沼田領を氏政は氏邦に管轄させ、氏邦はそれを宿老かつ沼田城代の経験もある猪俣邦憲に管轄させることにした。

9月には猪俣邦憲は領域支配を開始させている。

同年10月22日に真田家の管轄とされていた名胡桃城内で内紛が起こった。

中山九郎兵衛が城代鈴木主水を追放し、猪俣邦憲に加勢を求めたため、邦憲は軍勢を派遣した(名胡桃城奪取事件)。

天正18年(1590年)、豊臣秀吉の小田原征伐を前にして小田原城で行われた評定の席において、小田原城に籠もることに反対し、駿河国に進出しての大規模な野戦を主張したが他の北条閣僚らに容れられず、小田原城を退去して居城の鉢形城に籠城し、単独で抗戦した。

しかし豊臣方は圧倒的な大軍であり、上野国・下野国・武蔵国北部は瞬く間に制圧された。

鉢形城も完全包囲され激しい攻勢に曝されると、氏邦は降伏勧告を受け入れた。

開城し、出家姿になり藤田家の菩提寺正竜寺に蟄居した。

戦後は城攻めの大将であった前田利家に預けられ、家臣となり、慶長2年(1597年)に加賀金沢にて50歳で病没した。

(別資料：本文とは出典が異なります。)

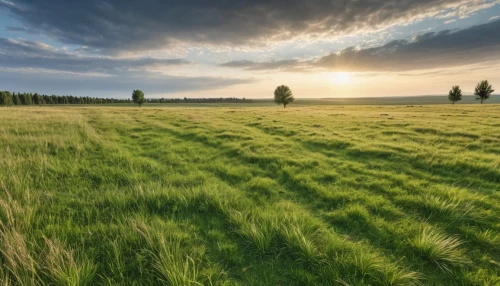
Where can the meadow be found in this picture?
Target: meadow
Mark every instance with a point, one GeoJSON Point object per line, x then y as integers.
{"type": "Point", "coordinates": [250, 195]}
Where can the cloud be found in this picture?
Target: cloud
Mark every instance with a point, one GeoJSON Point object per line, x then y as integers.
{"type": "Point", "coordinates": [35, 66]}
{"type": "Point", "coordinates": [272, 65]}
{"type": "Point", "coordinates": [476, 44]}
{"type": "Point", "coordinates": [34, 54]}
{"type": "Point", "coordinates": [129, 25]}
{"type": "Point", "coordinates": [116, 85]}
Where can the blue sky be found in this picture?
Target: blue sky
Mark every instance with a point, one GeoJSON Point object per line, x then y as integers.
{"type": "Point", "coordinates": [238, 48]}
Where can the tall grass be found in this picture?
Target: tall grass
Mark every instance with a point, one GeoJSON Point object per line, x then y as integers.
{"type": "Point", "coordinates": [250, 196]}
{"type": "Point", "coordinates": [443, 250]}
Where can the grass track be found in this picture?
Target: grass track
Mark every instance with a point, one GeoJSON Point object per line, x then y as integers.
{"type": "Point", "coordinates": [311, 195]}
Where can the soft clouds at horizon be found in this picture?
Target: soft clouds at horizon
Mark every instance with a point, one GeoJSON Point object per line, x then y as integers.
{"type": "Point", "coordinates": [246, 48]}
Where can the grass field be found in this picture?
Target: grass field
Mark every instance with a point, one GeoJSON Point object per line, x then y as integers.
{"type": "Point", "coordinates": [307, 195]}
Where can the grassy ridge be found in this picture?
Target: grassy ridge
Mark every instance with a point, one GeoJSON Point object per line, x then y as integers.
{"type": "Point", "coordinates": [313, 195]}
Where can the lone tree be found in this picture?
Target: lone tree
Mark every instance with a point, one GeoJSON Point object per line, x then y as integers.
{"type": "Point", "coordinates": [483, 90]}
{"type": "Point", "coordinates": [37, 99]}
{"type": "Point", "coordinates": [455, 94]}
{"type": "Point", "coordinates": [138, 97]}
{"type": "Point", "coordinates": [283, 95]}
{"type": "Point", "coordinates": [5, 98]}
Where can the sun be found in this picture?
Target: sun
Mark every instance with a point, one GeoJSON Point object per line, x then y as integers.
{"type": "Point", "coordinates": [341, 77]}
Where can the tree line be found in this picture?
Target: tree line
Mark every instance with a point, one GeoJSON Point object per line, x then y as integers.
{"type": "Point", "coordinates": [199, 100]}
{"type": "Point", "coordinates": [8, 98]}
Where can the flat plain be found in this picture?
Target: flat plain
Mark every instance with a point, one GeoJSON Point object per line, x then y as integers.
{"type": "Point", "coordinates": [250, 195]}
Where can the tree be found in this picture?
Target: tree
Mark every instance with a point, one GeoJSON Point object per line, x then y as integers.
{"type": "Point", "coordinates": [455, 94]}
{"type": "Point", "coordinates": [138, 97]}
{"type": "Point", "coordinates": [5, 98]}
{"type": "Point", "coordinates": [283, 95]}
{"type": "Point", "coordinates": [15, 99]}
{"type": "Point", "coordinates": [483, 90]}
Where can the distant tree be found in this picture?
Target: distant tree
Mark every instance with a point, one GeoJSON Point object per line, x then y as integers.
{"type": "Point", "coordinates": [138, 97]}
{"type": "Point", "coordinates": [5, 98]}
{"type": "Point", "coordinates": [29, 99]}
{"type": "Point", "coordinates": [15, 99]}
{"type": "Point", "coordinates": [483, 90]}
{"type": "Point", "coordinates": [283, 95]}
{"type": "Point", "coordinates": [455, 94]}
{"type": "Point", "coordinates": [22, 99]}
{"type": "Point", "coordinates": [37, 99]}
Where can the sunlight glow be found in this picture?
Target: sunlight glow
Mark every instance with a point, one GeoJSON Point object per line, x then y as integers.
{"type": "Point", "coordinates": [341, 77]}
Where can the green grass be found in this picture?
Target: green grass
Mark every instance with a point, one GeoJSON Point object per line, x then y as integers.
{"type": "Point", "coordinates": [258, 195]}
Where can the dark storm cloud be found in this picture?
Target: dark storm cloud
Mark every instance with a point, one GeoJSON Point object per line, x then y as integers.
{"type": "Point", "coordinates": [473, 45]}
{"type": "Point", "coordinates": [431, 50]}
{"type": "Point", "coordinates": [127, 25]}
{"type": "Point", "coordinates": [32, 54]}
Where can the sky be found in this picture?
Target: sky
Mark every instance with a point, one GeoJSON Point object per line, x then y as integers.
{"type": "Point", "coordinates": [244, 49]}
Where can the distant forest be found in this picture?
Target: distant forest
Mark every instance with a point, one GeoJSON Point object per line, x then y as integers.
{"type": "Point", "coordinates": [8, 98]}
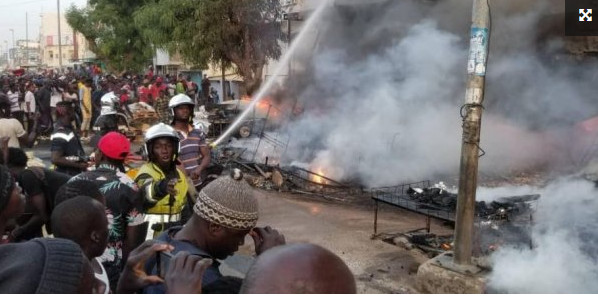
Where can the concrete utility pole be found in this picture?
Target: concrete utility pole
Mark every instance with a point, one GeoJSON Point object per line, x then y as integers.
{"type": "Point", "coordinates": [26, 38]}
{"type": "Point", "coordinates": [13, 56]}
{"type": "Point", "coordinates": [474, 96]}
{"type": "Point", "coordinates": [59, 37]}
{"type": "Point", "coordinates": [289, 44]}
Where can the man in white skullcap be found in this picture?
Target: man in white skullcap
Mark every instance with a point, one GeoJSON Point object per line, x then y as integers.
{"type": "Point", "coordinates": [225, 212]}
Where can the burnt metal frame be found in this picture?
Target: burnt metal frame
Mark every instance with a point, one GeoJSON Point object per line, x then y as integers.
{"type": "Point", "coordinates": [397, 196]}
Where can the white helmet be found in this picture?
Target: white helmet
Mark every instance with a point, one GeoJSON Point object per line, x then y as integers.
{"type": "Point", "coordinates": [180, 99]}
{"type": "Point", "coordinates": [109, 102]}
{"type": "Point", "coordinates": [158, 131]}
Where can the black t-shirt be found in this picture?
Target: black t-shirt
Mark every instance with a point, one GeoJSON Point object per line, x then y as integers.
{"type": "Point", "coordinates": [36, 181]}
{"type": "Point", "coordinates": [64, 139]}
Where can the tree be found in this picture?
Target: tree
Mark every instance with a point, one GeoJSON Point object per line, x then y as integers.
{"type": "Point", "coordinates": [244, 34]}
{"type": "Point", "coordinates": [111, 34]}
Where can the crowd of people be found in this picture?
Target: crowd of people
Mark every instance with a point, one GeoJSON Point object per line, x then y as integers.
{"type": "Point", "coordinates": [89, 225]}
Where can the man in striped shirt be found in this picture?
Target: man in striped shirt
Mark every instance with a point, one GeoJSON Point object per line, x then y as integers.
{"type": "Point", "coordinates": [194, 152]}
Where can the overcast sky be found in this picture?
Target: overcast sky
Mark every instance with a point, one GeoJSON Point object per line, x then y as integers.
{"type": "Point", "coordinates": [12, 15]}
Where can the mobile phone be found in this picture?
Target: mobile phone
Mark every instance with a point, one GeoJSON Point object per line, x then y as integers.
{"type": "Point", "coordinates": [163, 262]}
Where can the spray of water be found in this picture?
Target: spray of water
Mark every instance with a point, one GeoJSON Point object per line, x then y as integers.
{"type": "Point", "coordinates": [282, 64]}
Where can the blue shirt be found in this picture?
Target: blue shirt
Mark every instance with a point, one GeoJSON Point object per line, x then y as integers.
{"type": "Point", "coordinates": [211, 275]}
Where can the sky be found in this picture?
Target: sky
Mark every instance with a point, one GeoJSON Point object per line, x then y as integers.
{"type": "Point", "coordinates": [12, 16]}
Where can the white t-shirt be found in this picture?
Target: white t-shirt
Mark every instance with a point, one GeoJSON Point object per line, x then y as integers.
{"type": "Point", "coordinates": [29, 97]}
{"type": "Point", "coordinates": [55, 98]}
{"type": "Point", "coordinates": [12, 128]}
{"type": "Point", "coordinates": [13, 97]}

金沢で荼毘に付された後に、遺骨は菩提寺の正竜寺に移された。

この時、菩提寺での大法要に集まった参列者の列はひと山を越える長さに及んだといわれ、かつての威勢と人望を偲ばせた。

妻の大福御前は鉢形に残ったものの文禄2年5月10日(1593年6月9日)に病死したとも、自害したとも言われている。